Status
Current state: "Under Discussion"
Discussion thread: here
JIRA: KAFKA-4001
Released: planned for 0.10.1.0
Please keep the discussion on the mailing list rather than commenting on the wiki (wiki discussions get unwieldy fast).
Motivation
Currently, Kafka Streams join semantics are not very intuitive for many users with regard to reasoning about expected results. Although stream-based join semantics (as used in Kafka Streams) cannot be completely consistent with join semantics in RDBMS SQL, we observed that our current join semantics can still be improved to make them more intuitive to understand.
As of Kafka 0.10.0.0 Kafka Streams offers three types of joins (with multiple variants):
KStream-KStream (inner, left, outer)
KStream-KTable (left)
KTable-KTable (inner, left, outer)
These join types vary primarily based on three dimensions:
- When to trigger a key lookup (in the other input stream) upon receiving a record from one of the input streams.

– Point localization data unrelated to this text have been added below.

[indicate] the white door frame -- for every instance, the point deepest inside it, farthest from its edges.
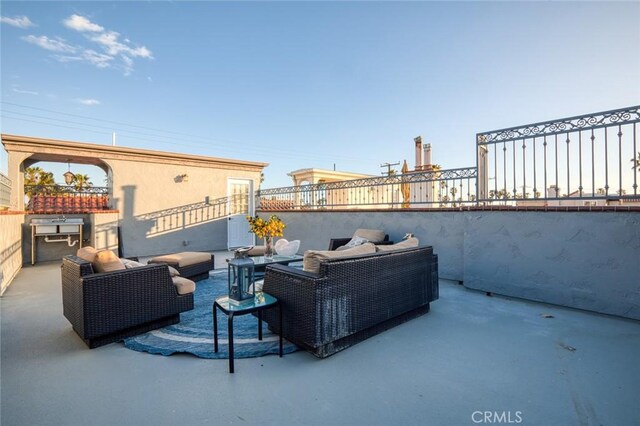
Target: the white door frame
(250, 206)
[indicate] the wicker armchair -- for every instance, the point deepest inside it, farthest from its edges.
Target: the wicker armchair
(351, 299)
(110, 306)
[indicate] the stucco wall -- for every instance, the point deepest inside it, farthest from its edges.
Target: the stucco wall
(104, 230)
(157, 212)
(584, 260)
(444, 231)
(10, 247)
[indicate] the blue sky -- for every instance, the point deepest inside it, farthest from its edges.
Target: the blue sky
(310, 84)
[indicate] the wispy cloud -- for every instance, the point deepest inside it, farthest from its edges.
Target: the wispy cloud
(109, 42)
(88, 102)
(17, 21)
(54, 45)
(113, 52)
(82, 24)
(24, 92)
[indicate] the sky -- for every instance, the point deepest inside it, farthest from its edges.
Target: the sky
(309, 84)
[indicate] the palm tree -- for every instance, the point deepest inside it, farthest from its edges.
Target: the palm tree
(82, 181)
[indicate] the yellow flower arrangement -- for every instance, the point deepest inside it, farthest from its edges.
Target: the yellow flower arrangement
(273, 227)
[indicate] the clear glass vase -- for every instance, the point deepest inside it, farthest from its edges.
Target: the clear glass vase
(268, 247)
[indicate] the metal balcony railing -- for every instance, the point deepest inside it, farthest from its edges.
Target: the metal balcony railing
(425, 189)
(66, 199)
(590, 159)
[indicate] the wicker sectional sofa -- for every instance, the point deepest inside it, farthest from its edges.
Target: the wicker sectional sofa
(109, 306)
(353, 298)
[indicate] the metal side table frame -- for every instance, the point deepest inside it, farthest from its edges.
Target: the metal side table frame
(261, 302)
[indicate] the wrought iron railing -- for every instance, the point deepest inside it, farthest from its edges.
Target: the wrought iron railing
(424, 189)
(184, 216)
(583, 160)
(66, 199)
(5, 191)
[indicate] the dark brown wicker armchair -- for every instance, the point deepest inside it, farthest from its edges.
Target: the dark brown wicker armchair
(351, 299)
(107, 307)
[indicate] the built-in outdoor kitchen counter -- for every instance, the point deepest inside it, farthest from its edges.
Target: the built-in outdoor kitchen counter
(59, 229)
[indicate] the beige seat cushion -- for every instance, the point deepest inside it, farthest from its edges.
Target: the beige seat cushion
(257, 251)
(183, 285)
(312, 258)
(107, 261)
(372, 235)
(87, 253)
(408, 243)
(186, 258)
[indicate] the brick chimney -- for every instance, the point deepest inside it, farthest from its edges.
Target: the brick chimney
(418, 141)
(427, 156)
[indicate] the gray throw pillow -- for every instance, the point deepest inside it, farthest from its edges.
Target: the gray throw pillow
(355, 242)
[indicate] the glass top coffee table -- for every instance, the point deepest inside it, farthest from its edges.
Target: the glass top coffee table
(261, 262)
(259, 303)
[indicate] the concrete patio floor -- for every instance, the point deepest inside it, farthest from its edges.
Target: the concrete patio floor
(470, 355)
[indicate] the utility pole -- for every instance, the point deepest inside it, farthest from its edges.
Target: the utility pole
(389, 172)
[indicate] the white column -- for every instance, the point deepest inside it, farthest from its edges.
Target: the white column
(418, 141)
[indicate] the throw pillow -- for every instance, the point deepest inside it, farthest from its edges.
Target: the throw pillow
(312, 258)
(107, 261)
(87, 253)
(355, 241)
(372, 235)
(130, 264)
(408, 243)
(173, 271)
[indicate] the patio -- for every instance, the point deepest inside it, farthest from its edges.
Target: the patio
(471, 354)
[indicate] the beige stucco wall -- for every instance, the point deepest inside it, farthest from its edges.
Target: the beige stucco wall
(161, 214)
(10, 247)
(159, 211)
(104, 230)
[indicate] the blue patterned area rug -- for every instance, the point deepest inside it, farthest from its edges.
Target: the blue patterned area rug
(194, 333)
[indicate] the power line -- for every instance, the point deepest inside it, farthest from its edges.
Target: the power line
(173, 142)
(115, 122)
(126, 132)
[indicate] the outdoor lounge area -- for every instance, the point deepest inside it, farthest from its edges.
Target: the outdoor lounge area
(319, 213)
(470, 355)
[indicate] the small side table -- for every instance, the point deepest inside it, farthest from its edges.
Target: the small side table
(260, 302)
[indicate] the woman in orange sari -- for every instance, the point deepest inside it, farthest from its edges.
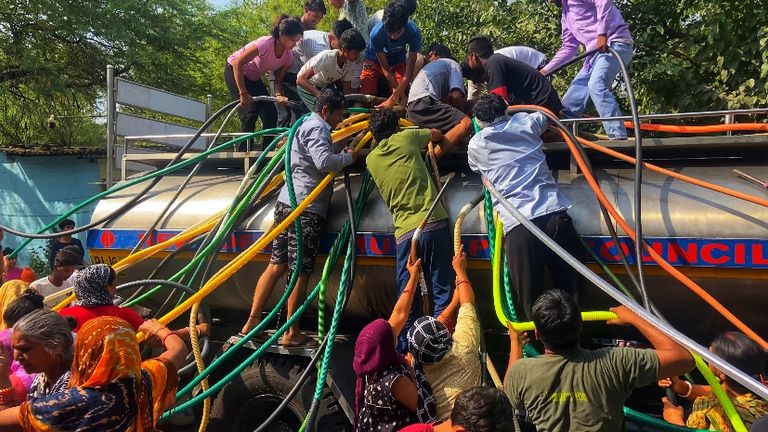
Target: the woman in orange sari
(111, 389)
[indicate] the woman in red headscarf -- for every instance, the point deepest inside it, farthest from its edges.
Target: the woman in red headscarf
(388, 396)
(111, 389)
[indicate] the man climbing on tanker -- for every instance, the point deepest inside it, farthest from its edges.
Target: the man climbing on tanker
(508, 153)
(401, 176)
(312, 158)
(594, 24)
(437, 97)
(513, 80)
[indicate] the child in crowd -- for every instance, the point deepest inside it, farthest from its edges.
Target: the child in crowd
(64, 241)
(312, 158)
(405, 185)
(386, 54)
(515, 81)
(331, 67)
(67, 261)
(477, 409)
(451, 362)
(437, 97)
(245, 68)
(707, 413)
(387, 395)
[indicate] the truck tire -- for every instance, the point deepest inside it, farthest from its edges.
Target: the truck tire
(247, 401)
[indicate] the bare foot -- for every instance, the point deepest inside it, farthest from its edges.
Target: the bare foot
(297, 339)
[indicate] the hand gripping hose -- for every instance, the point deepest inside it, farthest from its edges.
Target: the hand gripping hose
(426, 299)
(654, 255)
(485, 361)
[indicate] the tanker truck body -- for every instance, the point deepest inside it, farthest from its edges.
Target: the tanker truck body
(719, 241)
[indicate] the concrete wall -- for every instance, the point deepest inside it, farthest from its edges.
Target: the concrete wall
(35, 190)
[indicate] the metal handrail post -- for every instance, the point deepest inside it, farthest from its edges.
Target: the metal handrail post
(110, 124)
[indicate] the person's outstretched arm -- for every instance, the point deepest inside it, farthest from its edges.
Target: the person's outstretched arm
(175, 349)
(403, 306)
(673, 359)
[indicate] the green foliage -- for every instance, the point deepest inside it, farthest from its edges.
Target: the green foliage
(690, 54)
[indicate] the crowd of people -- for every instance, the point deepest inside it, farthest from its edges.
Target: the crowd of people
(419, 369)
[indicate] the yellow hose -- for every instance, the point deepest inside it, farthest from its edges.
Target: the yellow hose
(233, 266)
(585, 316)
(456, 248)
(194, 338)
(179, 239)
(497, 260)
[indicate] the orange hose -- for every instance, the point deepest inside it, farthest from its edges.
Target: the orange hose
(736, 127)
(653, 254)
(692, 180)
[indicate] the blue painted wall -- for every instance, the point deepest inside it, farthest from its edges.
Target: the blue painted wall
(34, 190)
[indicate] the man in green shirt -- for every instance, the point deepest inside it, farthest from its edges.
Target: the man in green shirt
(398, 169)
(570, 388)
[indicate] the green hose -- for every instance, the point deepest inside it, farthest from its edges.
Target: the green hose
(722, 397)
(143, 178)
(226, 228)
(333, 257)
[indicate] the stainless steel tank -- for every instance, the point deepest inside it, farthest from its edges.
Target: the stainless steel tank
(720, 241)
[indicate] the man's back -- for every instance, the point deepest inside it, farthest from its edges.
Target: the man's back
(403, 180)
(436, 79)
(580, 390)
(520, 83)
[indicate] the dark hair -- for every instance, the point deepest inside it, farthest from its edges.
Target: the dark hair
(66, 222)
(744, 353)
(410, 5)
(480, 46)
(29, 301)
(340, 26)
(558, 320)
(286, 26)
(383, 123)
(483, 409)
(473, 75)
(315, 6)
(440, 49)
(395, 17)
(332, 98)
(352, 40)
(68, 256)
(112, 276)
(489, 107)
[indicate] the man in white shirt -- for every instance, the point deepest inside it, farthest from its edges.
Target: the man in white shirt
(329, 67)
(508, 153)
(312, 43)
(437, 97)
(65, 263)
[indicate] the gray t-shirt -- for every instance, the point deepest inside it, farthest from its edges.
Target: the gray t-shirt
(437, 79)
(581, 390)
(312, 158)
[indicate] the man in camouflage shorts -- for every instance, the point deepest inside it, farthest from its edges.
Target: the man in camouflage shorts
(312, 158)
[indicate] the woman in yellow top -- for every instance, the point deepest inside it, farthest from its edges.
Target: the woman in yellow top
(707, 413)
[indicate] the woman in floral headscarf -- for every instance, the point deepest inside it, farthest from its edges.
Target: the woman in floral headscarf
(388, 396)
(111, 389)
(95, 289)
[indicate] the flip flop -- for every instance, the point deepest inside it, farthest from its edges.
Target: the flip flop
(307, 342)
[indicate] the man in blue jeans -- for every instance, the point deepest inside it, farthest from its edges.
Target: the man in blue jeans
(594, 24)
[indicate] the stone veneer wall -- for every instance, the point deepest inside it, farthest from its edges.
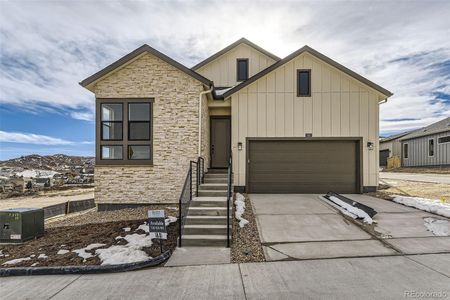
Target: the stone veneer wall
(175, 132)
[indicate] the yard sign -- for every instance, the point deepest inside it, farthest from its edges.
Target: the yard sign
(157, 224)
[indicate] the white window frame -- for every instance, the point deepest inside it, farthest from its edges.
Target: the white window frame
(439, 143)
(428, 147)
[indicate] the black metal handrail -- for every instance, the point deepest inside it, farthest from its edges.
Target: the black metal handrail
(229, 197)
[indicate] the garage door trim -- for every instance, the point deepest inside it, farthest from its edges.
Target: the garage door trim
(359, 154)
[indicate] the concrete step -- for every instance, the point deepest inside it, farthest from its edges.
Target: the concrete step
(209, 201)
(217, 171)
(214, 186)
(205, 229)
(204, 240)
(216, 180)
(206, 220)
(212, 193)
(207, 211)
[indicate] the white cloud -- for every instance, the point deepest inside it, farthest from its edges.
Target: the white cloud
(37, 139)
(48, 47)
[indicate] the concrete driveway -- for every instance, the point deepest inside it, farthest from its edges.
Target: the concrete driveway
(305, 227)
(433, 178)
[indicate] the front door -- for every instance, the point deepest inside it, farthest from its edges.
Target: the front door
(220, 141)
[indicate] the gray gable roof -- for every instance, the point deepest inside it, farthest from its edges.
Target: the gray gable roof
(316, 54)
(144, 48)
(228, 48)
(438, 127)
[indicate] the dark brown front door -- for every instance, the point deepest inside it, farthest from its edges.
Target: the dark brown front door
(220, 141)
(303, 166)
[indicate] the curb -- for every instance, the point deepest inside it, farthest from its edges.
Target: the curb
(95, 269)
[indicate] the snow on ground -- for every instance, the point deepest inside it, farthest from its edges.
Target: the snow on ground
(85, 255)
(354, 210)
(433, 206)
(240, 209)
(16, 261)
(437, 227)
(129, 253)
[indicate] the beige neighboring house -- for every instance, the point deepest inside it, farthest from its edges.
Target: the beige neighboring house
(301, 124)
(389, 147)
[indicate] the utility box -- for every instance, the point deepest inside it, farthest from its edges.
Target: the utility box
(21, 224)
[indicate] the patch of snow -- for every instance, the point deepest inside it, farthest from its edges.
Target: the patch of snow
(433, 206)
(170, 220)
(437, 227)
(16, 261)
(354, 210)
(129, 253)
(240, 209)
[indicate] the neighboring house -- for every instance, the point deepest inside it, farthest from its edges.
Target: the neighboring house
(389, 147)
(429, 146)
(302, 124)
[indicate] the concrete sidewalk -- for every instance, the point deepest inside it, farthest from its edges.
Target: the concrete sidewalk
(388, 277)
(433, 178)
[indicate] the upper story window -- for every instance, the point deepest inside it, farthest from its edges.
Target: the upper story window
(242, 69)
(303, 83)
(431, 147)
(124, 131)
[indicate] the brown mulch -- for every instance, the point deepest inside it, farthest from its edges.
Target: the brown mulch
(80, 236)
(246, 245)
(436, 170)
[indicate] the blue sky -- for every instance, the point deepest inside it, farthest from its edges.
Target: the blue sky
(47, 47)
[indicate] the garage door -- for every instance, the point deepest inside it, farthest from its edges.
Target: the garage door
(303, 166)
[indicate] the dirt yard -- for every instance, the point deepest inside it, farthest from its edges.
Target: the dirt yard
(246, 246)
(77, 232)
(417, 189)
(437, 170)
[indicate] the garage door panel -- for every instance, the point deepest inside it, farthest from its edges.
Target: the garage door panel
(299, 166)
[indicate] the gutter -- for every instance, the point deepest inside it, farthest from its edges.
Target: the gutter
(200, 118)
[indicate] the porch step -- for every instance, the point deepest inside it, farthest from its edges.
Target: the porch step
(204, 240)
(207, 211)
(212, 193)
(206, 220)
(205, 229)
(213, 186)
(208, 201)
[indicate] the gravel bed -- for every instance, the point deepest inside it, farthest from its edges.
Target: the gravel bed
(95, 217)
(246, 245)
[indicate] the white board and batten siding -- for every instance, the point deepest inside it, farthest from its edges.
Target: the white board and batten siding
(223, 70)
(418, 151)
(339, 106)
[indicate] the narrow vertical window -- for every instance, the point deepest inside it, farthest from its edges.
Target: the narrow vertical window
(242, 69)
(431, 147)
(111, 121)
(303, 83)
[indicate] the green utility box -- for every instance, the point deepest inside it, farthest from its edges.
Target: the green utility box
(21, 224)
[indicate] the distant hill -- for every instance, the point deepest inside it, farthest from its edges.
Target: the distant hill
(57, 162)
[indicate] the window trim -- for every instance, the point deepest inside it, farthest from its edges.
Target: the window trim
(298, 82)
(138, 159)
(124, 142)
(237, 69)
(428, 148)
(439, 143)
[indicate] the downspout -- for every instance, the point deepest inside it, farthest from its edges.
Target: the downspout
(200, 119)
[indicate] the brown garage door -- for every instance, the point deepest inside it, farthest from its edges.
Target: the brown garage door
(303, 166)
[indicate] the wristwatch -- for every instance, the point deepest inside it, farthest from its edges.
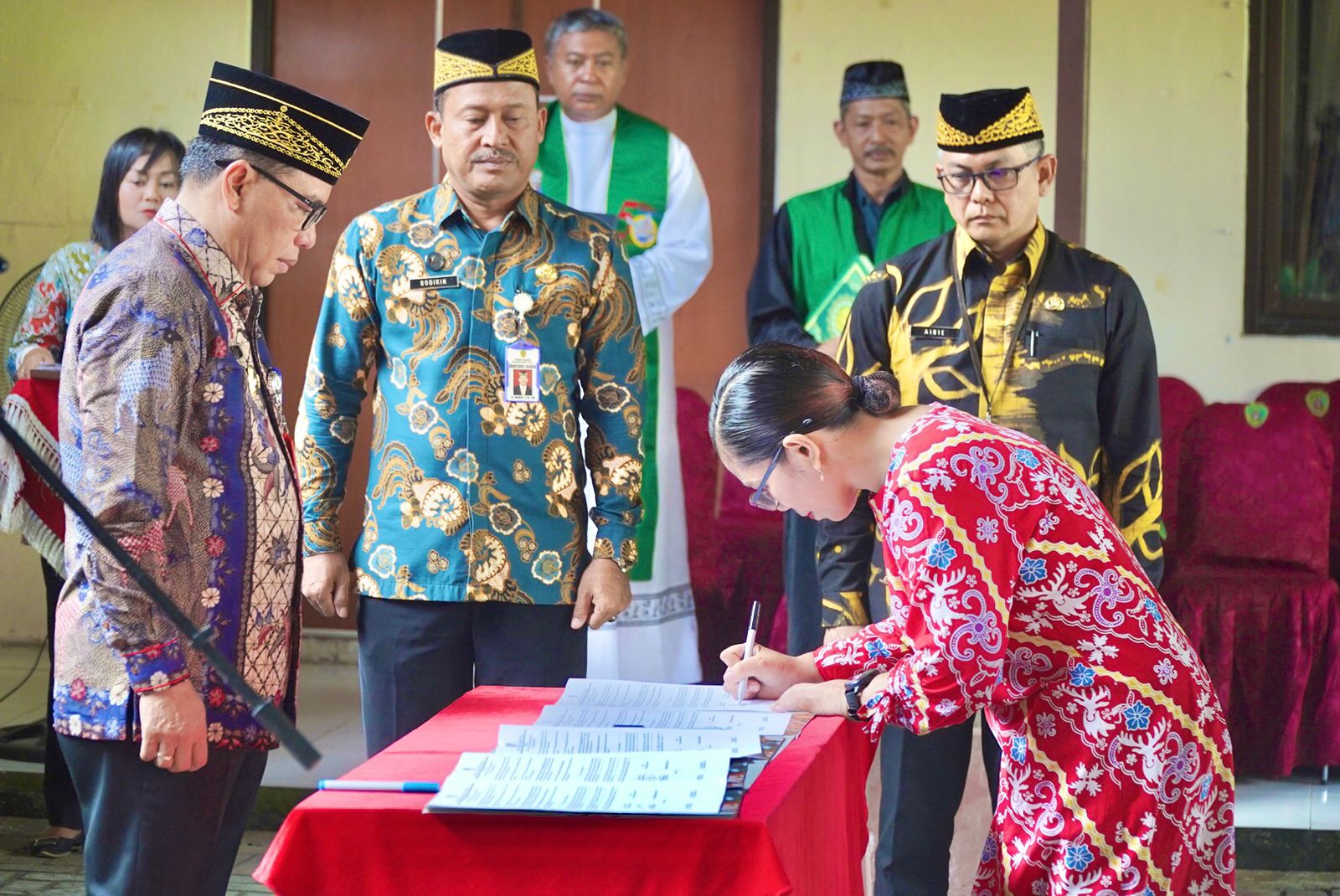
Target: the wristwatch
(855, 685)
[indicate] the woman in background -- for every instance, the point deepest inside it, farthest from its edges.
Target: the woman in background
(138, 173)
(1011, 591)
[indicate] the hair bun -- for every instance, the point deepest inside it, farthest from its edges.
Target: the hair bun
(877, 394)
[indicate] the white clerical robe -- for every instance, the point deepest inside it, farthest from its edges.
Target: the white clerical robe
(657, 638)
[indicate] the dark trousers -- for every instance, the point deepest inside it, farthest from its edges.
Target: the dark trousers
(156, 833)
(801, 581)
(415, 657)
(57, 788)
(922, 784)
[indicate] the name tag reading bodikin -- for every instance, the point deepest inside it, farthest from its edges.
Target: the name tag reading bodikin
(522, 373)
(935, 332)
(442, 281)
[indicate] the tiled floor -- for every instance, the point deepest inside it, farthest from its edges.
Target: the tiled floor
(328, 714)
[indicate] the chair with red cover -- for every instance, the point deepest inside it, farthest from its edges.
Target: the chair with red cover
(734, 552)
(1323, 401)
(1178, 406)
(1252, 588)
(700, 471)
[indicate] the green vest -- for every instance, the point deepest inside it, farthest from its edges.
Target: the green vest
(640, 183)
(827, 265)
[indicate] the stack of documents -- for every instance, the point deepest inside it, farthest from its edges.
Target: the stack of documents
(620, 748)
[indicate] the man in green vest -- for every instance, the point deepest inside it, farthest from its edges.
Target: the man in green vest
(600, 158)
(822, 248)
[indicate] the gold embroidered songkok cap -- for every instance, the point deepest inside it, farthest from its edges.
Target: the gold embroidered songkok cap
(281, 121)
(987, 120)
(488, 54)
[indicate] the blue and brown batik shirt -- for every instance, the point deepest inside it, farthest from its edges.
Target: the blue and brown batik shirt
(473, 497)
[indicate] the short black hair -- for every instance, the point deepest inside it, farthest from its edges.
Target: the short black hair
(586, 20)
(775, 390)
(106, 216)
(200, 163)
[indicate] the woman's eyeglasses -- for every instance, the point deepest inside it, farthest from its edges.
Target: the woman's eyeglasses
(315, 210)
(763, 498)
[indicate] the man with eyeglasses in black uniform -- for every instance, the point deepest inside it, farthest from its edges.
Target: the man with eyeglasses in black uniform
(1002, 319)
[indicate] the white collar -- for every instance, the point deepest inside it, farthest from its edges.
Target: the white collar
(603, 125)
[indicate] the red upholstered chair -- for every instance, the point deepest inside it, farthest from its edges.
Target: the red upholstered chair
(1252, 588)
(1323, 399)
(1178, 406)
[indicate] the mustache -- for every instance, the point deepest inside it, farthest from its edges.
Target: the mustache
(493, 156)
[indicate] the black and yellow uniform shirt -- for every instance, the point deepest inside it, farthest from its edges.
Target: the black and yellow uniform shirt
(1062, 350)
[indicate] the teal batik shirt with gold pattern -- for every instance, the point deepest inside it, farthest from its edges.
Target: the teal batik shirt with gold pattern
(473, 497)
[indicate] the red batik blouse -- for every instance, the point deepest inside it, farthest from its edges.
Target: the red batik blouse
(1013, 591)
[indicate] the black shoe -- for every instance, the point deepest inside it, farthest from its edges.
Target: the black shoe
(55, 847)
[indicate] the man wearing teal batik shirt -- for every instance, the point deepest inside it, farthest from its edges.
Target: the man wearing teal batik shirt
(472, 565)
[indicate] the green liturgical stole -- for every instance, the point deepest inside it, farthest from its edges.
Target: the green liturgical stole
(640, 181)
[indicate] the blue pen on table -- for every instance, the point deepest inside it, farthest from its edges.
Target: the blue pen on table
(393, 786)
(750, 641)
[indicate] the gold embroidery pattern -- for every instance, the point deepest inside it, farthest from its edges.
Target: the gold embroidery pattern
(451, 69)
(1020, 121)
(520, 64)
(276, 130)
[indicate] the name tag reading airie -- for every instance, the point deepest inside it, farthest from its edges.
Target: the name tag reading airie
(444, 281)
(935, 332)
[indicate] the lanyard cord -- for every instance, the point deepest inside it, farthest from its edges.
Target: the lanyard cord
(1025, 310)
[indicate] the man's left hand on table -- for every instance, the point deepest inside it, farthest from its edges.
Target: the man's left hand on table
(602, 594)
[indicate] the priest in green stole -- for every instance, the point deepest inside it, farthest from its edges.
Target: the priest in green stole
(822, 248)
(602, 158)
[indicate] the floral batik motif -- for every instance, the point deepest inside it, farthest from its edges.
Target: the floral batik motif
(1015, 592)
(476, 497)
(173, 433)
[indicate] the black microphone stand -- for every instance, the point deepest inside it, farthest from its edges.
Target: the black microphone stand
(203, 639)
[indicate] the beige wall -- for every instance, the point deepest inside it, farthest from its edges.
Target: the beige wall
(821, 38)
(1166, 147)
(1166, 189)
(74, 75)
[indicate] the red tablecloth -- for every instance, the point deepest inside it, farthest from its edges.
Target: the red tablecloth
(801, 828)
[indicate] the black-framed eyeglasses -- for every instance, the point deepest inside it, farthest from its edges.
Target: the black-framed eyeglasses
(763, 498)
(996, 180)
(315, 210)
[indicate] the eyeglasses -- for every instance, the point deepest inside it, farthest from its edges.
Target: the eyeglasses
(996, 180)
(315, 210)
(761, 498)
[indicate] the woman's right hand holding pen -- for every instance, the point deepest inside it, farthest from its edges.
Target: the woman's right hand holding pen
(768, 672)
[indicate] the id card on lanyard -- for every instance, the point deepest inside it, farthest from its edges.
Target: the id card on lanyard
(522, 359)
(1025, 310)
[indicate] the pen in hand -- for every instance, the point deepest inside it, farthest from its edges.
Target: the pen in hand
(750, 641)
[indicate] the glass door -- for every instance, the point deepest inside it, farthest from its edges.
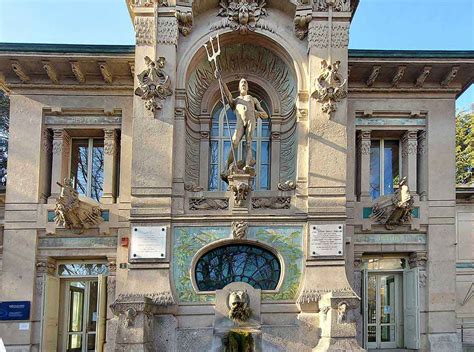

For example, if a lookup is triggered can depend on (1) if the received record is from left or right stream, or (2) if the record contains a
null
value or not. - When to call the user-defined joiner function. For example, calling the user-defined joiner junction might only happen if we did find a matching key during lookup.
- Whether or not to add the received record into its own materialized store if it is in the form of
<key:null>
.
We identified the following current issues and gaps:
- Our current definitions of the join types have inconsistent choices across these three dimensions. For example, for KStream-KStream joins, input records with
null
values are used to trigger a key lookup (i.e., participate in the join) but are not added to the window state (i.e., do not participate in the join). - Although we understand why KStream-KTable does not offer outer join semantics (discussion at the end -- “Rejected alternatives”), there is no reason to not support KStream-KTable inner join.
Public Interfaces (Proposed Additions)
Adding KStream-Table inner join would add the following methods to KStream
:
KStream<K,V1>.join(KTable<K,V2> other, ValueJoiner<VR, V1, V2> joiner)
KStream<K,V1>.join(KTable<K,V2> other, ValueJoiner<VR, V1, V2> joiner, Serde<K> keySerde, Serde<V1> thisValueSerde, Serde<V2> otherValueSerde)
Proposed Changes
First, we describe the current join semantics for all join variants with regard to the underlying concepts:
- “Lookup”: when to trigger key lookup depending on whether the received input record is
<key:null>
) - “call ValueJoiner”: when to call the user-defined joiner function depending on whether a matching record can be found in the other stream’s materialized view
- “state”: whether to add the received record into its own materialized store if it is
<key:null>
Afterwards, we describe the suggested (new) semantics.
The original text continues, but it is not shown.